The comments above indicating 'well someone has access' - yea, obviously, it's data hosting. Someone has access.

But the amount of conspiracy here is frustrating.

Amazon will play very aggressively within the bounds of the law, meaning, if they can glean public info about something, or look at their own sales data for a product, they will do that.

But to look at s3 data would risk the entire empire.

It's rational for people to be a bit skeptical, and so Walmart can say 'no data on AWS' but it's also an easy thing to do.

Now - is it possible that new retail PM, who used to be an AWS PM, and who for some reason still had access to things he shouldn't - went ahead and did that? That could happen. And maybe his boss finds out and looks the other way but calls IT and tries to have the loophole closed quietly. Etc.

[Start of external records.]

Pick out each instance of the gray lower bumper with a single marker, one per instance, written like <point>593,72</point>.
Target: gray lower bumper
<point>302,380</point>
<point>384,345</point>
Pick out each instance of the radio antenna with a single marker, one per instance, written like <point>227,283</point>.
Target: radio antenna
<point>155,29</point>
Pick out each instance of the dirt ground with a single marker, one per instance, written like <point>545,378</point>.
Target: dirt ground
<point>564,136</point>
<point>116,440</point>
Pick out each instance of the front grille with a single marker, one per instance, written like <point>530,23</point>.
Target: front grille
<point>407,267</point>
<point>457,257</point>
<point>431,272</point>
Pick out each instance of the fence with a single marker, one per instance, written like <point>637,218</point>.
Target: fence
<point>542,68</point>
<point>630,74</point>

As a policy are they trying to copy your product and even ask you for information and aggressively pursue customer data? Yes.

As a policy are they looking at your S3/ec2 data - no.




I dont think its just about playing by the book of law. I'm sure they also consider optics and trust in the brand.


As a company they do, and that's how policy is set.

But individual actors are individual actors, in a company of 100 000 people, some will go astray.

They are pushing their 'white label' stuff agressively, I have no doubt the PM's have zero qualms about using Amazon.com sales data to their advantage.

But I also submit that retail PM's actually getting access to private S3/EC2 is totally rubbish, at least by any policy or scale.

They could be sued for billions in each case of that breach, and the resulting PR fallout would be impossible.

Imagine you are the VP of AWS - you make all the profit for Amazon.

Are you going to somehow allow some dirty Retail PM access to your customers data?

When your customer finds out, and tells the world, and it gets in the press, what happens?

If your ABC startup had evidence that Amazon was creeping on your data as policy, you'd have to dump them instantly.

They could say goodbye to every government contract.

If you are Bezos - would you risk the entire Brand and the cash-cow to move some low-margin pair of shoes and USB hub?

So no, I think the firewall between AWS and Retail is systematically legit.